Kenyan Consumer Confidence for the second quarter of 2019 was stable at 101 the same level as the previous quarter reflecting steady sentiment amongst Kenyan consumers.
Nielsen East Africa MD Faith Wanderi says: “Consumer sentiment continues to be positive in Kenya post the recovery in quarter 1. Going forward the economic outlook looks positive as the country’s GDP is stable with an expected growth in 2019 of 5.8%, way ahead of the Sub-Sahara Africa average of 2.8%.”
Evidence of the stability of Kenyan sentiment is that immediate spending intentions remained the same as the previous quarter, with 26% of Kenyans saying now is a good or excellent time to purchase what they need or want.
However, Kenyans’ personal finance outlook for the next year i.e. whether they categorise them as excellent or good, has seen a two point drop from 59% to 57%. That said their view around job prospects has improved by a solid four points over the previous quarter, with 45% of consumers viewing their job prospects as excellent or good.

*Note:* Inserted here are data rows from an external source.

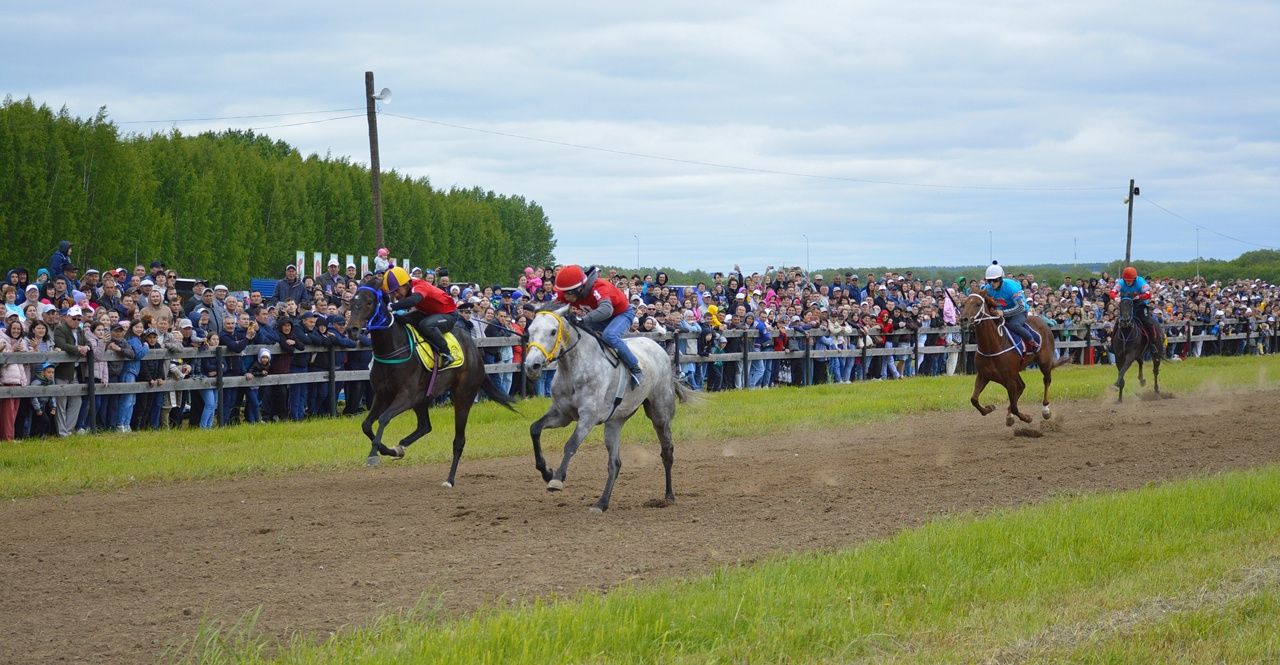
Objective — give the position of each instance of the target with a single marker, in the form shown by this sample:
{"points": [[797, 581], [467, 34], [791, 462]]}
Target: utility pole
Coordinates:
{"points": [[371, 104], [1128, 241]]}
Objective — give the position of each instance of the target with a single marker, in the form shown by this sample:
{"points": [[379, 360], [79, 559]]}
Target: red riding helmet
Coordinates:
{"points": [[570, 278]]}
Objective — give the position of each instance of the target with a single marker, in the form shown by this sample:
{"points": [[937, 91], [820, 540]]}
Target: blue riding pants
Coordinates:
{"points": [[612, 334]]}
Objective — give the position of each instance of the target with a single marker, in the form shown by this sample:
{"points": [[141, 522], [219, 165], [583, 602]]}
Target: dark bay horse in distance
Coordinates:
{"points": [[1130, 342], [401, 383], [592, 388], [999, 359]]}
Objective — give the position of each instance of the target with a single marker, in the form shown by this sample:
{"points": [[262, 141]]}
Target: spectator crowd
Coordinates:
{"points": [[129, 320]]}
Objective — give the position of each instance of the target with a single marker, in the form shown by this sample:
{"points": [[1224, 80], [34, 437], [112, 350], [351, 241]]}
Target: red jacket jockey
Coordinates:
{"points": [[429, 308], [603, 307]]}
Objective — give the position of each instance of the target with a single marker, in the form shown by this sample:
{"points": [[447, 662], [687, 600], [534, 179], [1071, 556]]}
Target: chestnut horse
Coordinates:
{"points": [[999, 359]]}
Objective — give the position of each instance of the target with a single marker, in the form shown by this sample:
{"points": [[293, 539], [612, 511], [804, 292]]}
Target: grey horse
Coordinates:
{"points": [[592, 388]]}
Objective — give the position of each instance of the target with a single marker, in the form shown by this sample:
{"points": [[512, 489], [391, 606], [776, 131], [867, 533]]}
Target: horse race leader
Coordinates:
{"points": [[602, 307], [430, 310], [1130, 287], [1009, 296]]}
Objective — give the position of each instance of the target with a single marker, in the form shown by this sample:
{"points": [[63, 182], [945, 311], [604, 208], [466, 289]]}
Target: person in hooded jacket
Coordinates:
{"points": [[60, 258]]}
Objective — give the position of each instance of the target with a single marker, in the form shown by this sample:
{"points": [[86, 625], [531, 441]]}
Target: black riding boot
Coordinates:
{"points": [[437, 340]]}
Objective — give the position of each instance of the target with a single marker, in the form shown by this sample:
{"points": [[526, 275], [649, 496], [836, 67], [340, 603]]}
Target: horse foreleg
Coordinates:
{"points": [[1047, 370], [424, 425], [552, 418], [978, 385], [461, 411], [613, 444], [575, 440]]}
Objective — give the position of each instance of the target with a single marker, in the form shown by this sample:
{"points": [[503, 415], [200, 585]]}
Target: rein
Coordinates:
{"points": [[1000, 328], [382, 320], [560, 338]]}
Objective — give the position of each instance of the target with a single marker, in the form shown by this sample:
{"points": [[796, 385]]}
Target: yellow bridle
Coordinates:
{"points": [[560, 335]]}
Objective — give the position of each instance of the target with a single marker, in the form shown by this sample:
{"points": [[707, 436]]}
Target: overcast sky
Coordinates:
{"points": [[1022, 120]]}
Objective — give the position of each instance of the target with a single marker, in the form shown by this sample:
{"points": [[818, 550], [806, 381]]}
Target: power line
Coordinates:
{"points": [[309, 122], [745, 169], [234, 117], [1206, 228]]}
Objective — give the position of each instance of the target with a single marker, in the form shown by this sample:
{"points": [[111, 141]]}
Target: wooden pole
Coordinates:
{"points": [[373, 159], [1128, 241]]}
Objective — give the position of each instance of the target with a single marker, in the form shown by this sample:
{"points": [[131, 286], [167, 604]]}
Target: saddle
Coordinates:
{"points": [[424, 352]]}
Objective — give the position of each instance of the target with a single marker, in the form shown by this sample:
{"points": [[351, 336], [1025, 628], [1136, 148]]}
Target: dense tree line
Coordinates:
{"points": [[234, 205]]}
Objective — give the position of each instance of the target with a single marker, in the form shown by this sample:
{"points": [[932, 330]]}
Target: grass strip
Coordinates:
{"points": [[113, 461]]}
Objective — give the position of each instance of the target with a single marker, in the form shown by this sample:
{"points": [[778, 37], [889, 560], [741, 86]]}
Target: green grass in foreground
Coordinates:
{"points": [[1184, 572], [106, 462]]}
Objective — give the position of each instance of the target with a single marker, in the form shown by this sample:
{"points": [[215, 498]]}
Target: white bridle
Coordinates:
{"points": [[987, 316]]}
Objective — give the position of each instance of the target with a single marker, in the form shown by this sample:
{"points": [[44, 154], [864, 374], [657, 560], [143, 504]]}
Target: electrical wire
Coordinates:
{"points": [[1201, 226], [745, 169], [234, 117]]}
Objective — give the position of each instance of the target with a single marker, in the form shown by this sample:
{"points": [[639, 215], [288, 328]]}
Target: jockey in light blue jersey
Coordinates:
{"points": [[1009, 296]]}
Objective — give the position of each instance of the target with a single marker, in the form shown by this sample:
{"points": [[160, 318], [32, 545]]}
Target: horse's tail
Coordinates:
{"points": [[492, 391]]}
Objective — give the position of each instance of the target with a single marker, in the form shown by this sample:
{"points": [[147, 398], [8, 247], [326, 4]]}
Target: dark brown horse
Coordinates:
{"points": [[999, 359], [1130, 342], [401, 383]]}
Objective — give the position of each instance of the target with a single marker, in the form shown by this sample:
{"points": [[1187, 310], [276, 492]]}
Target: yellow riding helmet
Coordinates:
{"points": [[394, 279]]}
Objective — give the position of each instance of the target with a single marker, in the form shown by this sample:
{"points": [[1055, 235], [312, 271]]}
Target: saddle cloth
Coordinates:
{"points": [[1018, 343], [426, 356]]}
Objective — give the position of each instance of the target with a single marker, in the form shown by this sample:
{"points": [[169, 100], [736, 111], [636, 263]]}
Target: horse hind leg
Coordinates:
{"points": [[461, 412], [1014, 393], [668, 449], [1047, 370], [613, 444], [978, 385]]}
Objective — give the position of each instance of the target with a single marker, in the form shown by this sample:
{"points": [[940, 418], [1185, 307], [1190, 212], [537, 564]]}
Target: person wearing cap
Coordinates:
{"points": [[69, 338], [1011, 301], [332, 279], [603, 307], [289, 288], [1132, 287], [428, 307]]}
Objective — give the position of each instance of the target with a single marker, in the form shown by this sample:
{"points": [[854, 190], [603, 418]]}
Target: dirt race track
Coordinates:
{"points": [[118, 577]]}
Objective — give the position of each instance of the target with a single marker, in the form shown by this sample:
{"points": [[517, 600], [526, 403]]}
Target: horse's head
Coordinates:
{"points": [[548, 335], [368, 307], [1124, 315]]}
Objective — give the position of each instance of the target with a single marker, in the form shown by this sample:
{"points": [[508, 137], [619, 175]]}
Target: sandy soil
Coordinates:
{"points": [[118, 577]]}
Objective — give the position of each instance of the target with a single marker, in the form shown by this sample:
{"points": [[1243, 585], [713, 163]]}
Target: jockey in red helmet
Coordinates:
{"points": [[603, 307], [429, 308], [1130, 287]]}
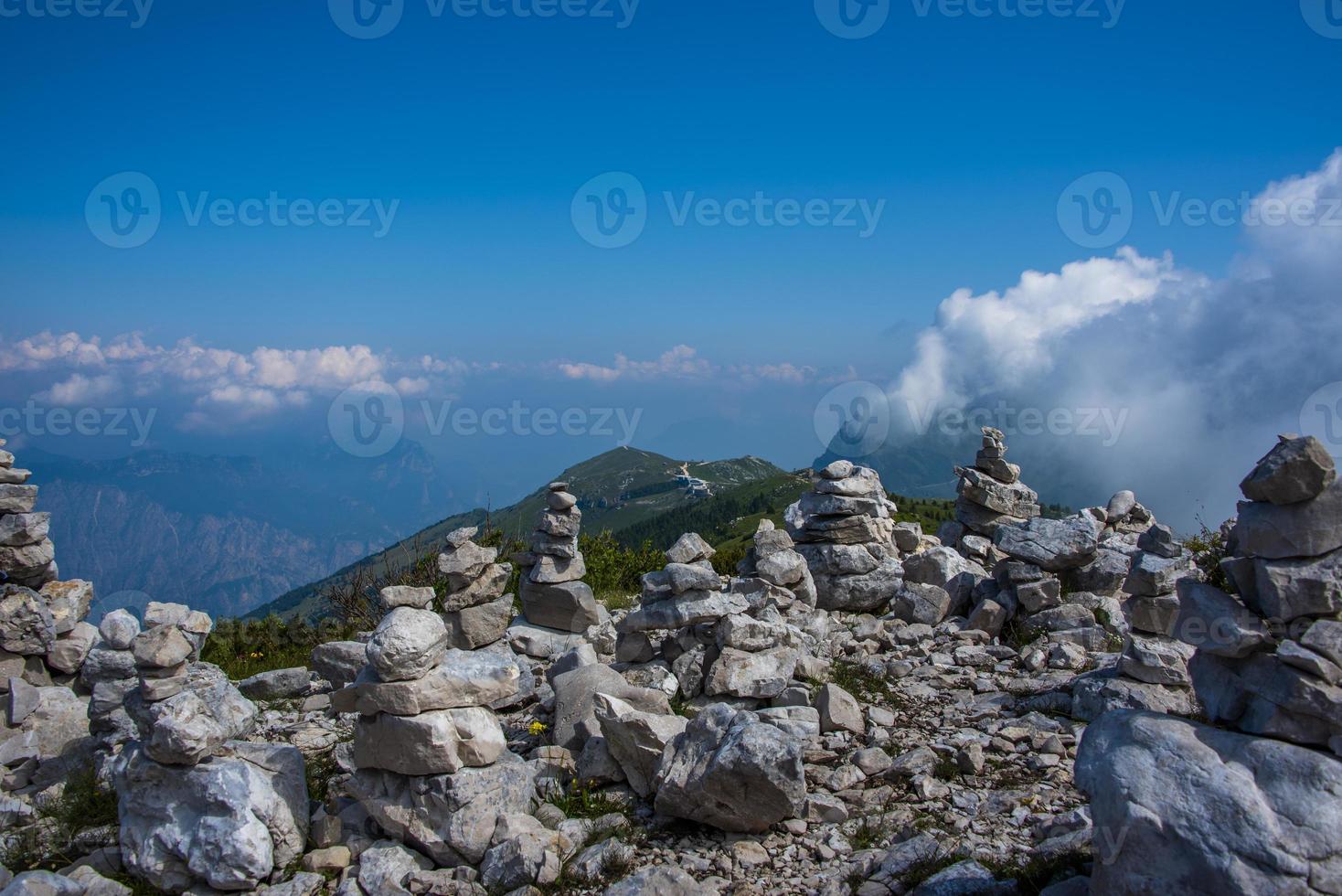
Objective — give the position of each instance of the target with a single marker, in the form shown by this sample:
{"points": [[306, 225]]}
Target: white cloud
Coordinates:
{"points": [[80, 389], [1205, 370]]}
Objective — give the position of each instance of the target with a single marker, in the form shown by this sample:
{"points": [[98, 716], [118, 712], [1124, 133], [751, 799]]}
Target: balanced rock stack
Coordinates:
{"points": [[989, 496], [687, 592], [1150, 654], [197, 804], [431, 761], [773, 559], [109, 674], [846, 533], [27, 556], [552, 592], [1270, 657], [1205, 809], [475, 609]]}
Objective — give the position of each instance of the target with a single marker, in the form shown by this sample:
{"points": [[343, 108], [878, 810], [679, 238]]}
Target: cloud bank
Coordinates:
{"points": [[1203, 370]]}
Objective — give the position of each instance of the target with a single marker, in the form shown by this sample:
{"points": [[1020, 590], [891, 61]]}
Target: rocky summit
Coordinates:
{"points": [[1017, 704]]}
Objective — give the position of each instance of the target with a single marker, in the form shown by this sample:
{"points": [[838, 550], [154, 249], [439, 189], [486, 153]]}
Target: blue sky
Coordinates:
{"points": [[481, 129], [484, 128]]}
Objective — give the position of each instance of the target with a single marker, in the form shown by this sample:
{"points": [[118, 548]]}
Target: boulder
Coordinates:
{"points": [[464, 679], [1054, 545], [1287, 589], [188, 726], [26, 623], [568, 606], [733, 772], [575, 702], [1306, 528], [227, 823], [655, 881], [118, 629], [1185, 807], [340, 661], [1218, 623], [407, 644], [760, 675], [1296, 468], [450, 817], [839, 709], [430, 743], [636, 740], [479, 625]]}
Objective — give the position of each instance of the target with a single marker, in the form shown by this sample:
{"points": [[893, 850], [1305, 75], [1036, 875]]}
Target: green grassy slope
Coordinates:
{"points": [[618, 491]]}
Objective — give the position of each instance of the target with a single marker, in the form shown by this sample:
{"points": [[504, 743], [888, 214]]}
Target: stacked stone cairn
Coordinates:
{"points": [[845, 531], [27, 556], [552, 592], [198, 805], [431, 763], [475, 609], [1180, 805], [989, 496], [728, 649], [1268, 656], [1150, 655], [43, 643]]}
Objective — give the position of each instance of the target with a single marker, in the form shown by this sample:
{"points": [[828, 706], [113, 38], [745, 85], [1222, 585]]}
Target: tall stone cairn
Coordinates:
{"points": [[1185, 806], [1268, 657], [550, 589], [27, 556], [43, 641], [991, 493], [475, 609], [432, 766], [846, 533], [1150, 654], [198, 804]]}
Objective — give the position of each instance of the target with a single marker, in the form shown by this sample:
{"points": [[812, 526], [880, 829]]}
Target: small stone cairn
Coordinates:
{"points": [[989, 496], [552, 592], [43, 641], [1185, 804], [198, 805], [432, 766], [845, 531], [27, 556], [475, 609], [1268, 657]]}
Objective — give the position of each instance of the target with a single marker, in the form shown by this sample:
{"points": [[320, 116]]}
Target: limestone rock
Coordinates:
{"points": [[1195, 809], [430, 743], [733, 772], [450, 817], [636, 740], [463, 679], [227, 823], [1296, 468], [407, 644], [1306, 528]]}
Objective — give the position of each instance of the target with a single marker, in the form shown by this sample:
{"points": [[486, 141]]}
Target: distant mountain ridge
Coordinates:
{"points": [[226, 534], [624, 490]]}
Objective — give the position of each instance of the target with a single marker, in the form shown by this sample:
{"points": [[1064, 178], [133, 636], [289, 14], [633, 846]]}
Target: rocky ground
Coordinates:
{"points": [[862, 709]]}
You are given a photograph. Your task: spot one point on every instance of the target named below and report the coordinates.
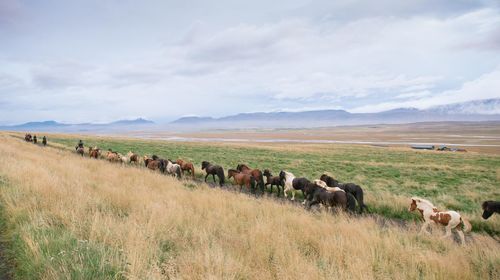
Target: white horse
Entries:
(288, 177)
(322, 184)
(173, 169)
(449, 219)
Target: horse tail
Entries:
(178, 171)
(261, 182)
(220, 174)
(192, 170)
(359, 198)
(351, 202)
(467, 227)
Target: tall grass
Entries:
(79, 218)
(458, 181)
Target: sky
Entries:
(103, 60)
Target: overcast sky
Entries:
(103, 60)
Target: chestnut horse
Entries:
(449, 219)
(273, 181)
(80, 150)
(94, 152)
(351, 188)
(186, 166)
(242, 179)
(154, 163)
(213, 170)
(256, 173)
(133, 157)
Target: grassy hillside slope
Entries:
(389, 176)
(73, 217)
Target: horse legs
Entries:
(461, 234)
(424, 228)
(448, 232)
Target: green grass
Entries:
(458, 181)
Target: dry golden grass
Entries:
(150, 226)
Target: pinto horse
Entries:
(292, 184)
(256, 173)
(94, 152)
(173, 169)
(273, 181)
(241, 179)
(186, 166)
(449, 219)
(133, 157)
(154, 163)
(113, 156)
(351, 188)
(490, 207)
(213, 170)
(330, 199)
(80, 150)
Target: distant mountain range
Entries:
(479, 110)
(53, 126)
(473, 111)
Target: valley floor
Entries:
(73, 217)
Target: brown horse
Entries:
(80, 150)
(28, 137)
(186, 166)
(256, 173)
(154, 163)
(242, 179)
(273, 181)
(94, 152)
(112, 156)
(133, 157)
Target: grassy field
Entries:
(69, 217)
(389, 176)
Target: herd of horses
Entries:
(327, 192)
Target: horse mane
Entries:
(424, 201)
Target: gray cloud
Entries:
(324, 55)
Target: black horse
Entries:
(273, 181)
(489, 208)
(213, 170)
(351, 188)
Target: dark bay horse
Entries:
(273, 181)
(94, 152)
(351, 188)
(154, 163)
(256, 173)
(292, 183)
(80, 150)
(186, 166)
(213, 170)
(242, 179)
(315, 195)
(490, 207)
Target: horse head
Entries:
(282, 176)
(204, 164)
(487, 212)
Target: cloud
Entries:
(484, 87)
(326, 54)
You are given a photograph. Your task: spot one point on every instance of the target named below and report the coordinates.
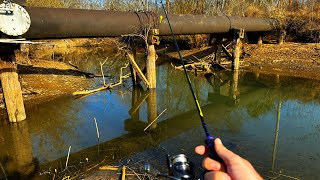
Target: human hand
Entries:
(237, 168)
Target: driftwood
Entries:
(105, 86)
(202, 67)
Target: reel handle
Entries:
(212, 152)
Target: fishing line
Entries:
(186, 74)
(209, 141)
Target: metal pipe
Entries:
(69, 23)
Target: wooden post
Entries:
(21, 150)
(234, 85)
(282, 37)
(237, 50)
(151, 67)
(151, 58)
(152, 108)
(134, 76)
(218, 49)
(137, 69)
(12, 89)
(260, 40)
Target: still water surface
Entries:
(272, 121)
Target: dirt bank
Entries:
(43, 73)
(43, 79)
(289, 59)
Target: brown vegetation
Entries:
(301, 19)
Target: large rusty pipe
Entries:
(69, 23)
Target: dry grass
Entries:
(300, 19)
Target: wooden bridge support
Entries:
(237, 49)
(134, 76)
(282, 37)
(152, 109)
(234, 93)
(260, 40)
(218, 49)
(153, 40)
(11, 88)
(151, 67)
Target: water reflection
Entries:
(16, 152)
(242, 108)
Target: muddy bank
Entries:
(47, 71)
(289, 59)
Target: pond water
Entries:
(272, 121)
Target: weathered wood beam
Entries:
(12, 89)
(151, 67)
(137, 69)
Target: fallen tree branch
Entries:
(105, 86)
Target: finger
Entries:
(225, 154)
(217, 175)
(210, 164)
(201, 150)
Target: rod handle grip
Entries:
(212, 152)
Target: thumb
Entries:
(225, 154)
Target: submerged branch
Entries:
(105, 86)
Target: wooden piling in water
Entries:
(153, 40)
(151, 67)
(12, 89)
(237, 49)
(260, 42)
(152, 108)
(134, 76)
(218, 49)
(237, 54)
(282, 37)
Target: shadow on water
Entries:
(270, 120)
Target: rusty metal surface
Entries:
(69, 23)
(195, 24)
(20, 2)
(63, 23)
(254, 24)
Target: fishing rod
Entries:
(209, 141)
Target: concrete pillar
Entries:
(12, 88)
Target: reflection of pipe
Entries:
(63, 23)
(276, 135)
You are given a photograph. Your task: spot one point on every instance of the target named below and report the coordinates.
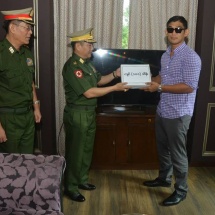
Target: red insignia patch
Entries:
(79, 73)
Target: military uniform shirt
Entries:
(79, 76)
(16, 76)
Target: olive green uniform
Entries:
(79, 120)
(16, 96)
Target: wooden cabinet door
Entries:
(142, 146)
(104, 148)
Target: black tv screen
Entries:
(108, 60)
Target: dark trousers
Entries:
(171, 137)
(20, 132)
(80, 128)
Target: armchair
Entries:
(31, 184)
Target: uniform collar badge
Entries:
(29, 62)
(81, 60)
(11, 50)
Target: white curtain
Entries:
(148, 21)
(105, 16)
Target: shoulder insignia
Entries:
(81, 60)
(11, 50)
(78, 73)
(29, 62)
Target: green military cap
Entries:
(25, 15)
(84, 35)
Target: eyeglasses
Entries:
(29, 28)
(177, 30)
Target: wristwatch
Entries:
(160, 88)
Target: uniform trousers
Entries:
(171, 138)
(80, 128)
(20, 132)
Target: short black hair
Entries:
(7, 23)
(178, 18)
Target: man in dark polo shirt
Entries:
(19, 106)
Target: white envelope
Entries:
(136, 75)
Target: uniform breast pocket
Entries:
(14, 79)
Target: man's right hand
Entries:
(122, 86)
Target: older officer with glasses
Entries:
(177, 83)
(19, 106)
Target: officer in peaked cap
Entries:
(84, 35)
(19, 106)
(25, 15)
(80, 83)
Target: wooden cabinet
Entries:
(125, 140)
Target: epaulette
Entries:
(1, 46)
(26, 46)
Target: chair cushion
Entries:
(31, 181)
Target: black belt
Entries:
(15, 110)
(82, 107)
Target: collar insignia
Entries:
(11, 50)
(81, 60)
(29, 62)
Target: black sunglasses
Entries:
(177, 30)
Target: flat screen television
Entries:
(108, 60)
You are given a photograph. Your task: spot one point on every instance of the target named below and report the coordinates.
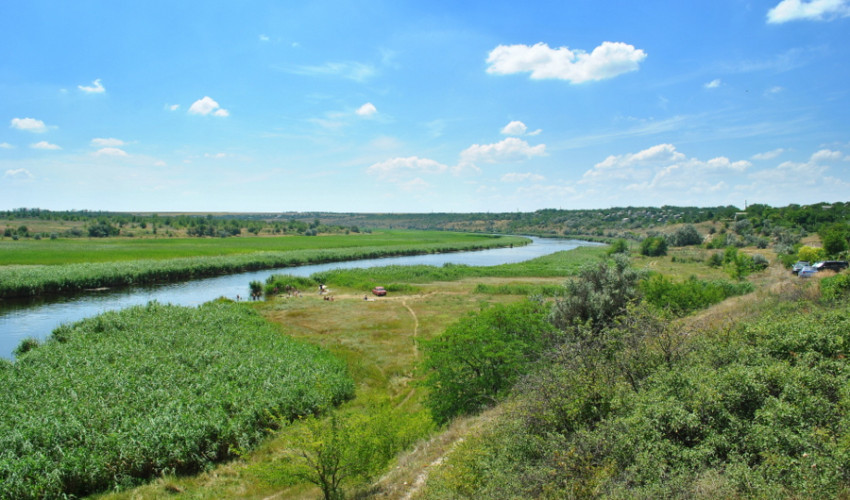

In terms of disposable income, 32% of Kenyans say they have spare cash, down one point from the previous quarter. When it comes to their spending priorities once they meet their essential living expenses, the highest percentage (82%) say they spend it on home improvements and savings, down 3% and 1% percent respectively, while 76% say they will invest in shares and mutual funds, down 5% from the previous quarter.
Looking at the top concerns of Kenyans over the next six months, increasing food prices emerged as the number one concern with 31% Kenyans worried about it, a 6 point increase from the previous quarter. This is followed by concerns around work life balance (21%; 3 point drop from Q1’19) and children’s education and welfare (20%; 1 point increase from Q1’19). With 19% (a 3 point drop from Q1’19) concerns around the economy has moved down to the fourth spot from being cited as one of the top three concerns in the previous quarter, showing the increasing confidence of Kenyans in the economy.
‘Squeezed’ wallets have also seen Kenyans tighten their financial belts with 60% saying they have changed their spending to save on household expenses compared to this time last year, albeit down from the 63% recorded in the previous quarter.
The top action they have taken to achieve savings in the last year includes delaying the replacement of major household items (61%), followed by 59% who have looked for better deals on loans/insurance/credit cards and 49% who have cut back on out-of-home entertainment.
Elaborating on these results, Wanderi says; “Despite Kenya’s current stable outlook, Nielsen’s latest Africa Prospects Indicator reportreveals weaker business and retail prospects in the next year and economists also warn that the country’s robust growth could be hurt by poorly-distributed, below-average rainfall. It will therefore be interesting to see how these factors impact consumer spending and confidence during the rest of 2019.”